Dicen que todo esto tiene un culpable. Lo llaman cambio
climático. Yo de esas cosas no sé; de otras, tampoco y me encojo de hombros y
pienso que algo tiene que haber que está dando bien la jaqueca con bofetadas de
la madre naturaleza que más que madre parece otra cosa bien distinta.

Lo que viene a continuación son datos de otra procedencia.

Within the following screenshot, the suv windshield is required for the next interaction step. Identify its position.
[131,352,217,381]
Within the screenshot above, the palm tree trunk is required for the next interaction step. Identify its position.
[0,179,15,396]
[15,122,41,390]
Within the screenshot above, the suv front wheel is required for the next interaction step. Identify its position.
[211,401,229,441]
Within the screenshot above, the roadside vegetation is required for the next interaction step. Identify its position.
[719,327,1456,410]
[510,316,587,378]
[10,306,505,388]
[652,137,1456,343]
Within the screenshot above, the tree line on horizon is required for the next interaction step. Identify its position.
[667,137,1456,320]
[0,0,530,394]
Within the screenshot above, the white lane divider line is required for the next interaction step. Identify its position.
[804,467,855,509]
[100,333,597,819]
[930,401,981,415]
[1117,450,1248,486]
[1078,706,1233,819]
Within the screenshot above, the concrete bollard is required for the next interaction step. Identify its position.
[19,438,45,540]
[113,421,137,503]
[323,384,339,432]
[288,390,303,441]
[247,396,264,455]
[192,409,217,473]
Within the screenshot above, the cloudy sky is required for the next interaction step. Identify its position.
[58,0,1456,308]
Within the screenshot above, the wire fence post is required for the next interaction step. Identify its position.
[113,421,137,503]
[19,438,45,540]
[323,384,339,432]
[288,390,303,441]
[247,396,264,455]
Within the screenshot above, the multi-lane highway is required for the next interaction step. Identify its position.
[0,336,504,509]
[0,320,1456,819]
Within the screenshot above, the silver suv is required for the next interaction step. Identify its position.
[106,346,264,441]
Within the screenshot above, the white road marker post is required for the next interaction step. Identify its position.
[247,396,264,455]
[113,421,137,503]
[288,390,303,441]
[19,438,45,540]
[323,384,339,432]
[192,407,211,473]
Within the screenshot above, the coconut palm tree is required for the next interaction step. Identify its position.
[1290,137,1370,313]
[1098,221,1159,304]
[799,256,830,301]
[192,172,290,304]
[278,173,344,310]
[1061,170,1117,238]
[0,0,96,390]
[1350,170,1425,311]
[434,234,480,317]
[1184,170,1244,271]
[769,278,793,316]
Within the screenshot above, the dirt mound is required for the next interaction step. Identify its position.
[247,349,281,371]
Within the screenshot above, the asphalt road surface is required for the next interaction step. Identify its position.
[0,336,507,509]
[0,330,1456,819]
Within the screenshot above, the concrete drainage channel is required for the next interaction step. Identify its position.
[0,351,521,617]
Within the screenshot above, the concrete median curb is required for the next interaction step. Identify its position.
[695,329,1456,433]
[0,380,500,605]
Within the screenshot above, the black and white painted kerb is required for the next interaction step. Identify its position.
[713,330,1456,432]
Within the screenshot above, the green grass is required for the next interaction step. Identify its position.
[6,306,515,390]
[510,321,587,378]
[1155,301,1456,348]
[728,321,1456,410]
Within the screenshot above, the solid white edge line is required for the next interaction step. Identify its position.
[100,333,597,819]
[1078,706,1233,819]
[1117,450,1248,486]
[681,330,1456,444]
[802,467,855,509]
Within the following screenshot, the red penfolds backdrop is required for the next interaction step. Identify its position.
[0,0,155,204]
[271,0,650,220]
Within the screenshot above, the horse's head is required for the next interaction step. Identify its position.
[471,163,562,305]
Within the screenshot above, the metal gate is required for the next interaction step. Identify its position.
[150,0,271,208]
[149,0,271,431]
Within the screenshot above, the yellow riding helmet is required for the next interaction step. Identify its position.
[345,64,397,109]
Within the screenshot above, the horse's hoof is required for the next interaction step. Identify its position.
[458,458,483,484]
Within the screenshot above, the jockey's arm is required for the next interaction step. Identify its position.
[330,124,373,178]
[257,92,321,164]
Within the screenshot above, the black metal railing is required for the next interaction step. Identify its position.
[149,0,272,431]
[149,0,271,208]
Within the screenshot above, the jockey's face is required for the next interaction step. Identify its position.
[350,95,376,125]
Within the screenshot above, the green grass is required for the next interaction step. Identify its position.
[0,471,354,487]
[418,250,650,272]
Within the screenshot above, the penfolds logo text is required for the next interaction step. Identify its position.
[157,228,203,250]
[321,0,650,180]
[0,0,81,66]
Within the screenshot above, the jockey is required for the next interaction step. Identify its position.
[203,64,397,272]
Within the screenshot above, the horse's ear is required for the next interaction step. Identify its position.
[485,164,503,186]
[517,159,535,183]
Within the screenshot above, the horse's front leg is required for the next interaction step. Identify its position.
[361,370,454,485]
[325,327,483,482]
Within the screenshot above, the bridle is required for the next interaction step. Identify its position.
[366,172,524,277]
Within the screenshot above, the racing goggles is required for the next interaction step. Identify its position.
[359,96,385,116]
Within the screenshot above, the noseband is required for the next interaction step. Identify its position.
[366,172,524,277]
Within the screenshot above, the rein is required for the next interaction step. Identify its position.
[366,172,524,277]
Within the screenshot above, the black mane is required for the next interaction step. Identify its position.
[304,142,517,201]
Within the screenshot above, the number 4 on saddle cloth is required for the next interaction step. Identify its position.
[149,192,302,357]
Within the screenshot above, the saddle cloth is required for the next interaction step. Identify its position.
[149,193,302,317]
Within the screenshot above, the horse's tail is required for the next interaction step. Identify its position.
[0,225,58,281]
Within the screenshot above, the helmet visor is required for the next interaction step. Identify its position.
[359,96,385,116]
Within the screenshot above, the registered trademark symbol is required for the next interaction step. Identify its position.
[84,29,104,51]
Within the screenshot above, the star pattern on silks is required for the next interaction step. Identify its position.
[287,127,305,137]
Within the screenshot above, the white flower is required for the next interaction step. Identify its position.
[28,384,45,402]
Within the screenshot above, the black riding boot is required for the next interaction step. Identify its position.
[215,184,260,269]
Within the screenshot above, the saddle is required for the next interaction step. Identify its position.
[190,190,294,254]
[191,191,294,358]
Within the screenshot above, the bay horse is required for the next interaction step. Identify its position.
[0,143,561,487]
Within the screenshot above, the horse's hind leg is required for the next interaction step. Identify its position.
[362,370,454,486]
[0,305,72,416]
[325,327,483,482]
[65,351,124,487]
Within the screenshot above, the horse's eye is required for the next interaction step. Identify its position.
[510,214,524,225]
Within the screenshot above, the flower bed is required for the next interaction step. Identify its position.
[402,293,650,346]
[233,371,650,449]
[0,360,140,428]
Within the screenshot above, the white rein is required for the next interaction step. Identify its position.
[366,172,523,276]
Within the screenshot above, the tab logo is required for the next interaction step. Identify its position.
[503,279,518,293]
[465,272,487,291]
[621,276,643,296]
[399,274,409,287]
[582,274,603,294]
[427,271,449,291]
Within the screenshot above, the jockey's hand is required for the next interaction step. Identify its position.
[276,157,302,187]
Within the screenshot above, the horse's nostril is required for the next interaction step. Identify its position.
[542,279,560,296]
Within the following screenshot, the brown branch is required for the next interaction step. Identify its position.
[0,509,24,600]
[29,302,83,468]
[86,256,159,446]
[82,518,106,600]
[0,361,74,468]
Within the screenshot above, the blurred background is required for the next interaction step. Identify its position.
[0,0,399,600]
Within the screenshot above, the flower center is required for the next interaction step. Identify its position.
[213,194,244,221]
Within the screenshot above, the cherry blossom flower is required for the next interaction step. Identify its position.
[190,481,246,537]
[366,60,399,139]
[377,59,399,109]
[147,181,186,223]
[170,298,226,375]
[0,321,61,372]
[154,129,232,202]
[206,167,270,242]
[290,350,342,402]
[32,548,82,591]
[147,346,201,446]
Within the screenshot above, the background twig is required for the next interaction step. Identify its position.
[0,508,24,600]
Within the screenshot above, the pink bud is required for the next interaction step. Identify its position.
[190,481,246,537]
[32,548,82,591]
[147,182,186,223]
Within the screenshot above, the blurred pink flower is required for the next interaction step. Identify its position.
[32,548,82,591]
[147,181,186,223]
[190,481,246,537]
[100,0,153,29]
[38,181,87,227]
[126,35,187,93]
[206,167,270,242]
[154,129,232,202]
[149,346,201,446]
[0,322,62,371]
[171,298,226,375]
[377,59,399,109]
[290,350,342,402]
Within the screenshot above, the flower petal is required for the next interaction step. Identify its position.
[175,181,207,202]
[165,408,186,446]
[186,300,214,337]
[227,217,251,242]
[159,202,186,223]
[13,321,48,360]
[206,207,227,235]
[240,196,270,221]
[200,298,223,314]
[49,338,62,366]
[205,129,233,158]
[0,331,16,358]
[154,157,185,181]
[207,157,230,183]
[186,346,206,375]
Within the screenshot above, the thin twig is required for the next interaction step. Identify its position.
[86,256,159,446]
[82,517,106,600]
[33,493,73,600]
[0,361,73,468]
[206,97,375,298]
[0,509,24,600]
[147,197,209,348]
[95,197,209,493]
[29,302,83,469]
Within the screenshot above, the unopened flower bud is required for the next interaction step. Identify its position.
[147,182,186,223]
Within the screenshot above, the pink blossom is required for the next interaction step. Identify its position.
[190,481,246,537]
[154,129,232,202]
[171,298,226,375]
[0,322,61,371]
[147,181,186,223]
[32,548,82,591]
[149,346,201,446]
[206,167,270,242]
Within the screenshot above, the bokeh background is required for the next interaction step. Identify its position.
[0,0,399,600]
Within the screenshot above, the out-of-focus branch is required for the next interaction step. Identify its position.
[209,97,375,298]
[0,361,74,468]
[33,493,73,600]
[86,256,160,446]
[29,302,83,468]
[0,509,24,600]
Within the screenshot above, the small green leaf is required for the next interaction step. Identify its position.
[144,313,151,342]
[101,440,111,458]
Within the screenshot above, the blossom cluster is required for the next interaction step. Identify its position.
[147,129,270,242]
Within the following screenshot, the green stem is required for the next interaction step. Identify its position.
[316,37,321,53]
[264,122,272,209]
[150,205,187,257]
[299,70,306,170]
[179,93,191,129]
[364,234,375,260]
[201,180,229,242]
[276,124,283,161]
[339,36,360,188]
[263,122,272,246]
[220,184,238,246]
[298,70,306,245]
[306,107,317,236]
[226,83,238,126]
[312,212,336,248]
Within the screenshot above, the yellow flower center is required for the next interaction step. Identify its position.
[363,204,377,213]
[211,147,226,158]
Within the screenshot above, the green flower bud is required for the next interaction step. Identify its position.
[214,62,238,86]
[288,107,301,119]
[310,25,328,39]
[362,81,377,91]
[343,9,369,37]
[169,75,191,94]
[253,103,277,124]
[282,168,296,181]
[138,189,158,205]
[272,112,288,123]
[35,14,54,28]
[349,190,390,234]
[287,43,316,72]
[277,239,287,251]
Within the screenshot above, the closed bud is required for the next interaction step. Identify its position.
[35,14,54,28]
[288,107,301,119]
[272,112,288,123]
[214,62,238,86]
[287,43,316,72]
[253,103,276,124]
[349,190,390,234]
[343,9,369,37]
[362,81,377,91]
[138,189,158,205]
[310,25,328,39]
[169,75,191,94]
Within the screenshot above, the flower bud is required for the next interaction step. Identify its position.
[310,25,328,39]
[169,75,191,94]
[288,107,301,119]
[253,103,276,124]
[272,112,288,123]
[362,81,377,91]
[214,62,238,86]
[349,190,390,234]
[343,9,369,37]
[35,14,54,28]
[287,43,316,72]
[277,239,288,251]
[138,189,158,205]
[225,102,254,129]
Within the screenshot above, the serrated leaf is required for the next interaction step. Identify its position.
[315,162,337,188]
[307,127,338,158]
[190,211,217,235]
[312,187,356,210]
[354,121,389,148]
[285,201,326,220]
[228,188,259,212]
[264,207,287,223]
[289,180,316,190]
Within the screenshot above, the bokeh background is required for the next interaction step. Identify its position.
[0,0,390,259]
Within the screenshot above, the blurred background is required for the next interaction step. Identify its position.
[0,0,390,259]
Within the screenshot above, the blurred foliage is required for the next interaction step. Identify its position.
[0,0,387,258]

Cuando por esas fechas llegaban los exámenes – ahora me
parece que se llama evaluación continua permanente, o algo parecido – se daban
los últimos repasos. En las noches templadas de mayo, después de llevar la
cabeza algo caliente, bajábamos al patio del recreo donde esperaba la Virgen
Blanca – la de Vitoria, no; la nuestra – entre flores para el Mes de María. Y,
oigan hacía calor.
Desde Gibralfaro venía la brisa que subía del mar. El patio
del recreo acogía a muchos muchachos que había llegado hasta allí, la mayoría,
siguiendo unos ideales de generosidad y de entrega y que luego, cada uno
siguió, como tiene que ser su camino.
Un rato antes cada uno se las había andado entre si Tito
Livio con la ‘Ab urbe condita’, que
si la cristalografía de don Remigio, que ante nuestras tozudeces de muchachos,
machacaba: “hijo que esto no es una piedra, que es un mineral”, que si don
Juan, “ si yo he hecho el problema’. “Sí, sí, claro que lo has hecho… lo has
hecho polvo”.
Un rato antes, si la tarde estaba clara, África se venía
enfrente, casi al alcance de la mano y el mar era un charco grande y uno
recordaba cómo don Rafael Vela, el mejor profesor de Literatura que he tenido,
nos comentaba aquello de: “Que por mayo era, por mayo / cuando hace la calor /
cuando los trigos encañan…” Por un casual ¿entonces, no había cambio climático?